Hillary Clinton at a campaign event in Puerto Rico on Saturday. (Elise Amendola/Associated Press) After a long day of wrangling in Washington, D.C., the committee voted unanimously on Saturday for the half-vote compromise. It also allocated 59 Michigan delegates to front-runner Barack Obama, whose name was not on the Michigan Democratic primary ballot.
Delegates from both states had been barred from voting because state party officials held presidential primary elections earlier than party rules allowed. Clinton and Obama initially agreed that the two primaries should not count.
But Clinton desperately needs more delegates to revive her hopes of overtaking Obama and winning the nomination.
Clinton won in Florida, where all the Democratic candidates agreed not to campaign, and in Michigan, where Obama took his name off the ballot.
Saturday's rulings sent political mathematicians reaching for their calculators.

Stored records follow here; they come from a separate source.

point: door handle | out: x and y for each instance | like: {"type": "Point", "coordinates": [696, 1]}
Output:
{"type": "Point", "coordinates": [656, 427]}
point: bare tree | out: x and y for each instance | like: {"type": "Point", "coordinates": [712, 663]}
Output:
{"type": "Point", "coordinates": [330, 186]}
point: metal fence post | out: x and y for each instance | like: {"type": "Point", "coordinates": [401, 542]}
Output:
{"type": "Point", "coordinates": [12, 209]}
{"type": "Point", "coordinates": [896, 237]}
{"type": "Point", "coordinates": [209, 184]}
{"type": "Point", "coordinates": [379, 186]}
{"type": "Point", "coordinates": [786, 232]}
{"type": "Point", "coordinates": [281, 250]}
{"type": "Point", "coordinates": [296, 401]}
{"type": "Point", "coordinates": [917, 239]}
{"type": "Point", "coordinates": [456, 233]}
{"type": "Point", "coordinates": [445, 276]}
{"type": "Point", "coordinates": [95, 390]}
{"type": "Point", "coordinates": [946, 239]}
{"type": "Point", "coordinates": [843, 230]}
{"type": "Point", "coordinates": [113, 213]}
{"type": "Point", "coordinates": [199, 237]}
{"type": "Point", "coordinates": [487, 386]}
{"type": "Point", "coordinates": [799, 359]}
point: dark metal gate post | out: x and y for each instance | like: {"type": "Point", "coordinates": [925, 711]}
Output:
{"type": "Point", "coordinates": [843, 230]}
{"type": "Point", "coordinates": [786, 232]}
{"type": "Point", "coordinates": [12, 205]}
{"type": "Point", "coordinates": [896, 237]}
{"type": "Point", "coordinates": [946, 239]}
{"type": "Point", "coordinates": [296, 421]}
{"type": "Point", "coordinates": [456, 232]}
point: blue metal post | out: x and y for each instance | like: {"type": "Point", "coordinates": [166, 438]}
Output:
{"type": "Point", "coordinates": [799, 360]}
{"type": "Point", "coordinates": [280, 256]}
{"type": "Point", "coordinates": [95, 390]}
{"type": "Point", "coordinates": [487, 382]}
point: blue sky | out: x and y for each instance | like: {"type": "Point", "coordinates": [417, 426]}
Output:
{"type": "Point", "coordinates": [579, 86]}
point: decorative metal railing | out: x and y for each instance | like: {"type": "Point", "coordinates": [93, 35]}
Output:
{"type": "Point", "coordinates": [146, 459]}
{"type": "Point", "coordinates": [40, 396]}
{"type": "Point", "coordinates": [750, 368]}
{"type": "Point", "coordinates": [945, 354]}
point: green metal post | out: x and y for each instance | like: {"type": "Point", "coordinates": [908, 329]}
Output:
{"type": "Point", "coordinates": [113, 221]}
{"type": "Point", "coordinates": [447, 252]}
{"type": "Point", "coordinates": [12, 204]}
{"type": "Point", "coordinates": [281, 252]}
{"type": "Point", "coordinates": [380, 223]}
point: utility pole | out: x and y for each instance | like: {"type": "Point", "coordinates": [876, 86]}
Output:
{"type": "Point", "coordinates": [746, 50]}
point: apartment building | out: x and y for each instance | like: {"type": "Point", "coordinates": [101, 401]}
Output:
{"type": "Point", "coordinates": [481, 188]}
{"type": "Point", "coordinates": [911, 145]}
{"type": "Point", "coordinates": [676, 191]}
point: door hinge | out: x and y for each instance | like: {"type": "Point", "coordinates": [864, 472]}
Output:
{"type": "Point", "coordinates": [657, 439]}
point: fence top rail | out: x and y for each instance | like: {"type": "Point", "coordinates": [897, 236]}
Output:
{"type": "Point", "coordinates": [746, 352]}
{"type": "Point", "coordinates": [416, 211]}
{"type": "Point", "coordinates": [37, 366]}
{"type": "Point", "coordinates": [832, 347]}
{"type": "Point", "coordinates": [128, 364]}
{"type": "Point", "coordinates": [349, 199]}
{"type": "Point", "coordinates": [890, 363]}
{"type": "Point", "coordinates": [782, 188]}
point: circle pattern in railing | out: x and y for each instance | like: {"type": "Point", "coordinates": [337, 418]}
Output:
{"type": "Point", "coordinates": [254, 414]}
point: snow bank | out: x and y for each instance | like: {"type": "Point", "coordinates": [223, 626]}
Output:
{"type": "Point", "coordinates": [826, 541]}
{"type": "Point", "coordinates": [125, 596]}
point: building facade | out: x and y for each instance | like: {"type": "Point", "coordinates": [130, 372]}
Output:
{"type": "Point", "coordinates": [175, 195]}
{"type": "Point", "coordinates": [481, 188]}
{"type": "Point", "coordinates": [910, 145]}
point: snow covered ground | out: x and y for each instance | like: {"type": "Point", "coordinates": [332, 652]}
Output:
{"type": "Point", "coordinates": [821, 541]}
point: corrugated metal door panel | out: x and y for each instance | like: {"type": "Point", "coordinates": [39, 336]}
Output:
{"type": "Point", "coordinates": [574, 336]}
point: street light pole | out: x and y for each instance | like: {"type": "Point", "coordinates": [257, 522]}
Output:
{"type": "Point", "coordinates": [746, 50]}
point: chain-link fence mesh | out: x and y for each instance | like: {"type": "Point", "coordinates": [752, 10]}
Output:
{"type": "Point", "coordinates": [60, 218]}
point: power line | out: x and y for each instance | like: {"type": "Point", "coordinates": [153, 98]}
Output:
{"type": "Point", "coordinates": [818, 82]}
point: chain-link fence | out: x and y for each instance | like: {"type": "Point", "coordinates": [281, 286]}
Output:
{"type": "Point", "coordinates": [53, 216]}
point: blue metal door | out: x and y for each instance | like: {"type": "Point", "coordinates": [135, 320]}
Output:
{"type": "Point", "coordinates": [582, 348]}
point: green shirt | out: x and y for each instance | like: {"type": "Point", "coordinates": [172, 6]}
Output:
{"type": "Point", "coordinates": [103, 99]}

CNN estimated that Obama now has the equivalent of 2,050 delegates and Clinton 1,877, with a new finish line of 2,118 to win the contest.
The Clinton campaign said it might dispute the rulings at the convention, creating the possibility of a divisive fight rather than a coronation for the party's candidate.
"I am stunned," Clinton adviser Harold Ickes told the meeting after the decision on Michigan delegates, "that we have the gall and the chutzpah to substitute our judgment for 600,000 voters.
"Was the process flawed? You bet your ass it was flawed. Mrs. Clinton has instructed me to reserve her rights to take this to the credentials committee."